Charles Morrison, president of the East-West Center, said China has been engaged in public diplomacy efforts, but he doesn't see U.S. efforts as being driven by a sense of competition with China.

Rather, humanitarian missions by the Mercy and other U.S. efforts, while not only helping impoverished people, are with an eye to preventing terrorism.

A key way to do that is to make sure that the general population is not supportive of terrorists, he said.

The assistance provided by the Mercy and 13,000 U.S. troops during the tsunami showed in positive Indonesian attitudes toward the United States. Before, the United States was viewed as having negative feelings toward Muslims, Morrison said. The U.S. involvement in Iraq added to those feelings.
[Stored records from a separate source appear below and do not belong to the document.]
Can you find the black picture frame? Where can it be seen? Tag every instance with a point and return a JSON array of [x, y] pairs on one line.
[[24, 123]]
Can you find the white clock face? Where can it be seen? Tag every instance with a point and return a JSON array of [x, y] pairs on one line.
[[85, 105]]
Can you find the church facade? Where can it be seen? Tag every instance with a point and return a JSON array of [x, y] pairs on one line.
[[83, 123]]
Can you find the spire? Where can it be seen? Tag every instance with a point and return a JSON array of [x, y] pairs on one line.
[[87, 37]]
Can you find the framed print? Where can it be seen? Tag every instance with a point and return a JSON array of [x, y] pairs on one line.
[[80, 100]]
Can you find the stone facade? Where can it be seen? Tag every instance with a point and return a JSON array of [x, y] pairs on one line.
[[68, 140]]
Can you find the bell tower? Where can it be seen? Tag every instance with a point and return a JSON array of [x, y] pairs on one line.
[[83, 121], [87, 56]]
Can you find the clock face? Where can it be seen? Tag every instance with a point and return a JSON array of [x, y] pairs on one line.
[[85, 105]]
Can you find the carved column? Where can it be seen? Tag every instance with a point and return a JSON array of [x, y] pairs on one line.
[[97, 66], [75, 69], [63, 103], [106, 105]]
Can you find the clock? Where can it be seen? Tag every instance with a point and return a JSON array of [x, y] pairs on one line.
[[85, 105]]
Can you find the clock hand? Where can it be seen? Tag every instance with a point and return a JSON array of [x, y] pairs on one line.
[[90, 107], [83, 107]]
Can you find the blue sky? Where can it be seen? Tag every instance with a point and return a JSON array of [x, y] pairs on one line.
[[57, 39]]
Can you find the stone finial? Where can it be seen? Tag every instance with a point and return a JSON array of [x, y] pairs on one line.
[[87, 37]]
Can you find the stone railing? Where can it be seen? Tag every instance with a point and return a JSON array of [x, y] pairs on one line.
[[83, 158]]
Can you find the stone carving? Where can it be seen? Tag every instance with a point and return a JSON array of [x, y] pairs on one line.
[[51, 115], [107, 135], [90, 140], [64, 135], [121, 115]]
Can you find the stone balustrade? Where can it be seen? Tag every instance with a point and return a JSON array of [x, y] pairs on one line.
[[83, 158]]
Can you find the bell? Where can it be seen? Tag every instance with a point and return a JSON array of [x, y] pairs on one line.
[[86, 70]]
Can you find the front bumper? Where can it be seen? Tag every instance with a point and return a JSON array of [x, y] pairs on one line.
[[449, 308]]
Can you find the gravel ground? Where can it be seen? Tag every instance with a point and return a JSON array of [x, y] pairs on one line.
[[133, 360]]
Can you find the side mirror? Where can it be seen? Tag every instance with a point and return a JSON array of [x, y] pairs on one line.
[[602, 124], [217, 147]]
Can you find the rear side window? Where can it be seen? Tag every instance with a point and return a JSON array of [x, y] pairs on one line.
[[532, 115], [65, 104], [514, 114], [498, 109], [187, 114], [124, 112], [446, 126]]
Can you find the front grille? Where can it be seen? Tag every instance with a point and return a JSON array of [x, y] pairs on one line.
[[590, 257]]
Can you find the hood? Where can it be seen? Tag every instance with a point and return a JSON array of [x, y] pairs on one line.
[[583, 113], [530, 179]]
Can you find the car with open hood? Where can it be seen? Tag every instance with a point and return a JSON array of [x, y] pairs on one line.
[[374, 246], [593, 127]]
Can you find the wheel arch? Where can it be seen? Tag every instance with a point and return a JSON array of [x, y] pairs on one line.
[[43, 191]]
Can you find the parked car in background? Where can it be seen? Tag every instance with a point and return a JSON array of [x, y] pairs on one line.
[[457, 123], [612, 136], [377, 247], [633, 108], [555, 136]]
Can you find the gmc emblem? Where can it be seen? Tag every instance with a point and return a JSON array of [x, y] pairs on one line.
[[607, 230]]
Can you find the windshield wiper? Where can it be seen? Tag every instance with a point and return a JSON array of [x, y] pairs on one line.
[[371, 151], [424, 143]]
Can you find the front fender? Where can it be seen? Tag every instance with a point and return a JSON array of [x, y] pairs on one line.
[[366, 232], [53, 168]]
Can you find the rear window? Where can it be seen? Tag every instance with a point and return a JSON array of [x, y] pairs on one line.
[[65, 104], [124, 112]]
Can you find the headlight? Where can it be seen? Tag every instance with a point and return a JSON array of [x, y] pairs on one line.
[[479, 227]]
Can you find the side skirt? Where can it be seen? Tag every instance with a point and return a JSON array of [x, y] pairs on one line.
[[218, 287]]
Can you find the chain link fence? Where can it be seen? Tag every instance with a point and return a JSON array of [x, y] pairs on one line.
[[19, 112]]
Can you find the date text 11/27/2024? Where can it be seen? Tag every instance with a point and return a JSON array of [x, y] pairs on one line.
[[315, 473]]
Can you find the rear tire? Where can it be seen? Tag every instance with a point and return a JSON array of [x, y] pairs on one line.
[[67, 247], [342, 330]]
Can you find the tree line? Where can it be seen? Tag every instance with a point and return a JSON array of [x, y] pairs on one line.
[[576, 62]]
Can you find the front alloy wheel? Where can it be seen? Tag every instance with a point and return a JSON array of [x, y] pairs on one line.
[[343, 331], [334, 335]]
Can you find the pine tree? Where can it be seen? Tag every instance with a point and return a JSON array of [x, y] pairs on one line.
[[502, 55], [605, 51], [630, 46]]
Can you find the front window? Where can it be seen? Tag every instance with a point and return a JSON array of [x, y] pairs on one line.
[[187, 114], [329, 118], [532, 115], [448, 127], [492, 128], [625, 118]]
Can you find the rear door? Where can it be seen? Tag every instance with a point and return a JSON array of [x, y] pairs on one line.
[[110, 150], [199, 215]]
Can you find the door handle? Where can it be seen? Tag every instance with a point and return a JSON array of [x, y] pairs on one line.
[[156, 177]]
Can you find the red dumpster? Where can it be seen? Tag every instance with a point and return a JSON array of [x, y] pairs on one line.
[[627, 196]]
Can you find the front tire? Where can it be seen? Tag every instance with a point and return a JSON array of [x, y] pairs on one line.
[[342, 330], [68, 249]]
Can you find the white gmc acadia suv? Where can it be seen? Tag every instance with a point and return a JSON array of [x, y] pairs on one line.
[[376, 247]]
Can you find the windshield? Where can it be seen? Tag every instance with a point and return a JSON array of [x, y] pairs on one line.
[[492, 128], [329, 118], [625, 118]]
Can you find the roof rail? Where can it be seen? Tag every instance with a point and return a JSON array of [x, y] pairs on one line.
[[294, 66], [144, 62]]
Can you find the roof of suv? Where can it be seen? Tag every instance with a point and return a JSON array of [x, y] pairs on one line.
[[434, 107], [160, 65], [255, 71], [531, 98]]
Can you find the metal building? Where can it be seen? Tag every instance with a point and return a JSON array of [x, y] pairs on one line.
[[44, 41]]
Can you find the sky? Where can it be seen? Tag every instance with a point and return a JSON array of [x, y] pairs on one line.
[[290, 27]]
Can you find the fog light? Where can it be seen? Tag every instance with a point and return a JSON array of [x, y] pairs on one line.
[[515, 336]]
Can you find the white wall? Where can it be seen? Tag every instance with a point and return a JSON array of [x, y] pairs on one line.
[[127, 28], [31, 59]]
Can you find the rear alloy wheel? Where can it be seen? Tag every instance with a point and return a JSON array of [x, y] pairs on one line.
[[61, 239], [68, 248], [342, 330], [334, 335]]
"But you could really see the jump in support ratings for the United States post-tsunami," Morrison said.

Lt. Cmdr. Jason Salata, a spokesman for U.S. Pacific Command at Camp Smith, said diplomacy has to be seen as a byproduct of the humanitarian effort.

"(The humanitarian focus) has to be the first thing, and if there is tangential benefit to that in the realm of diplomacy, then that's something that we value."

Capt. Joseph L. Moore, the commanding officer of the medical treatment facility on the Mercy, said more than 200 medical staff will be on board for the deployment, but the size of the contingent will vary.

MISSION OF ALOHA

Specialty diagnostic, radiology and laboratory equipment is on board the ship, which is expected to have 27 beds, two operating rooms and 12 casualty receiving stations operational.

Lum, the mission leader and coordinator for the Aloha Medical Mission team and a retired Queen's Medical Center surgeon, said he expects to do thyroid, gall bladder, hernia and breast tumor surgeries.

When the ship gets to the Philippines, it will be partnered with a medical school in Zamboanga. Aloha Medical Mission visits the Philippines twice a year to provide medical assistance. New areas will be visited by the Mercy that were out of reach because of security concerns.

"I have had a lot of experience in the Philippines, but this time we're going to places like Jolo and Tawi-Tawi," Lum said. "Those two had problems with the insurgent (group) Abu Sayyaf."

Later phases of the trip will take the ship to Banda Aceh and Kupang in Indonesia and East Timor, Lum said.

Dr. Ramon K. Sy, an ear, nose and throat specialist with Aloha Medical Mission, said, "You get the sense that the people in that area really need the help. I think it's a very good way for people from Hawai'i to show aloha for the region."